I went to the Duke by the Via Aurelia
That runs from Rimini up to France:
I played Caesar, no, Cleopatra—
To launch a spear, deadly in Romance.

If only Rimini believers did know
How to separate God from Inuendo.
If only Rimini Christians were Christian—
Not hypocrites who wreck the Religion—

I could marry Duke Giovanni for
Real, and never face accusation—
The character assassination,
That names Francesca “Paolo’s whore.”

But Duke Giovanni likes a slave—
And I was his wife, nay, Property
He held without having. To the grave,
I’d be his just in name—never free
To love; but Paolo was better
Husband than brother, better lover
Than proxy, unwilling to fetter
His heart, his flesh, what brought me cover.

To the Duke by the Via Aurelia
Went I, to wife, but not to his bed,
Went I to his bed, but not to Love,
Went I to his brother—Paolo—instead.

Not alone as a woman to suffer—
To be spurned—for spite, or Policy;
To be a proxy, offered as proffer,
To stave off War but brave Slavery.

But I came to Rimini for Love.
I went from Dante’s tomb to the beach;
I left Ravenna for the broad cove:
I didn’t think True Love traduced reach.

Though the Duke is dull, he isn’t fair:
His morals pale, his politics pall.
Sly, he makes slain Paolo appear
Black and himself white—an old, bleached doll.

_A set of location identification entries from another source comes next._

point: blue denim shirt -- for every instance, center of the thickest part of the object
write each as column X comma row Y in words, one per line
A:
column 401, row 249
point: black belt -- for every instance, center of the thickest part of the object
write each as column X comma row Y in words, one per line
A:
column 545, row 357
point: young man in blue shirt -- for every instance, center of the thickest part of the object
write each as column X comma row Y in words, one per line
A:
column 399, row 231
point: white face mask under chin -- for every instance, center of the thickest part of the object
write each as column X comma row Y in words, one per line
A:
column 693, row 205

[Barcelona (Spain) 14 & 15 février mmxv]

*

Julius Caesar’s Report on His Assassination

I saw my own mouth gaping,
in bas-relief on his rapier,
as that bastard Senator,
Marcus Brutus

(whose mama I’d sacked severally),

slammed home the steel,
so I had a dildo sprouting from my mouth:

I went from conqueror of Gaul
to gilded cocksucker,
a poker pricking down my gullet.

My screams got heard as groans,
as I drooped, a mummy in a toga,

blades branching from my body,
then snapping free.

Each medallion’d motherfucker—
these sows who’d eat their own litters—
whacked me with swords like fence posts.

Each had to excavate the hilt even.

The fuckers struck like renovators,
their axe-heads picking at plaster.

Some hyena took bites out my crotch.

As I dropped, panting, a poet
showered me with his “applause”—
a urine homage:
Piss beat taps gainst my cheeks.

(Strike this offense from the histories!
Omit that traitor:
That’s far worse a fate for his Reputation
than his “radical”—nay, infantile—piddling.)

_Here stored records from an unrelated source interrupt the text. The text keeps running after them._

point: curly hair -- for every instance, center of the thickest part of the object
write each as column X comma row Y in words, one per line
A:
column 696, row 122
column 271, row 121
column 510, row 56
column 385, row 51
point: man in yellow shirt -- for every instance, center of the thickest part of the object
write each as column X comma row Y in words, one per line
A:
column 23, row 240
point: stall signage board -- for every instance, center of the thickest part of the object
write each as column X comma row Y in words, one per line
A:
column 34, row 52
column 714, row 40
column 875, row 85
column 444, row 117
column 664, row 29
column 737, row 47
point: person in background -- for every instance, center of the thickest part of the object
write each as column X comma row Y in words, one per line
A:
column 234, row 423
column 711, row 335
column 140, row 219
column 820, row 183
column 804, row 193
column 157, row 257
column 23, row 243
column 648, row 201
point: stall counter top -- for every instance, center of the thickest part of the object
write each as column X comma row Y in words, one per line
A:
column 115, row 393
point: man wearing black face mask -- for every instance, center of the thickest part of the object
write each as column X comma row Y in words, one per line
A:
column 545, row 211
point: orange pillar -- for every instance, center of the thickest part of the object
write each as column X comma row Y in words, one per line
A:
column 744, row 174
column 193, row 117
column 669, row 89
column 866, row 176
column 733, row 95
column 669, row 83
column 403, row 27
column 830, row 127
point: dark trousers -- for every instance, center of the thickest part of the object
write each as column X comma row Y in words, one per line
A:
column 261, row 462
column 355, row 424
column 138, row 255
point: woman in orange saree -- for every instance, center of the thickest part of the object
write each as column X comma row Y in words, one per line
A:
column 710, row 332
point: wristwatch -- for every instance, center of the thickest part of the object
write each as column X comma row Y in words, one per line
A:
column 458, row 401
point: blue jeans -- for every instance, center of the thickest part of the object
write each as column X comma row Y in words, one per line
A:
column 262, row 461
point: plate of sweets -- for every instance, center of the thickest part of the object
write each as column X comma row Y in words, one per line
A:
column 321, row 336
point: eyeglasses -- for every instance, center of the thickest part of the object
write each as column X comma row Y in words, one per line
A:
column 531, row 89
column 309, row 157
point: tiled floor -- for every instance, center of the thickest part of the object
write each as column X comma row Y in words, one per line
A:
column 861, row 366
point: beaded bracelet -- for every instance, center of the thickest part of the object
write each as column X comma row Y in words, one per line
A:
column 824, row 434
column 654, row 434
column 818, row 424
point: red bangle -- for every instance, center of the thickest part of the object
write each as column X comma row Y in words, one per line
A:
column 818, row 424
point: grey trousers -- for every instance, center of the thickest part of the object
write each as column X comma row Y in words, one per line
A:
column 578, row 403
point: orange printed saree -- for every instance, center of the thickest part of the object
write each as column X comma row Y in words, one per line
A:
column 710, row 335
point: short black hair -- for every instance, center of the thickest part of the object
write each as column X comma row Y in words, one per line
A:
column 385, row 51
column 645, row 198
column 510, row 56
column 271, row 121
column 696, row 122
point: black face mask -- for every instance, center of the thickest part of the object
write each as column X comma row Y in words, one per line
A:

Too easy is it to take a statue prisoner.
That was me.
The Senate’s unpeeled tongues,
pealing “Democracy,”

permitted no Due Process for me.
An epidemic of razors raped
my epidermis, literally—
and my blood outed in a dismaying discharge.

I felt as feeble as an oldster,
helpless evermore,
with white sheets now draping my furniture,
and my Gallic War diaries put to the torch.

[Hull/Gatineau (Québec) 21 mars mmxv]


In copertina: George Elliott Clarke.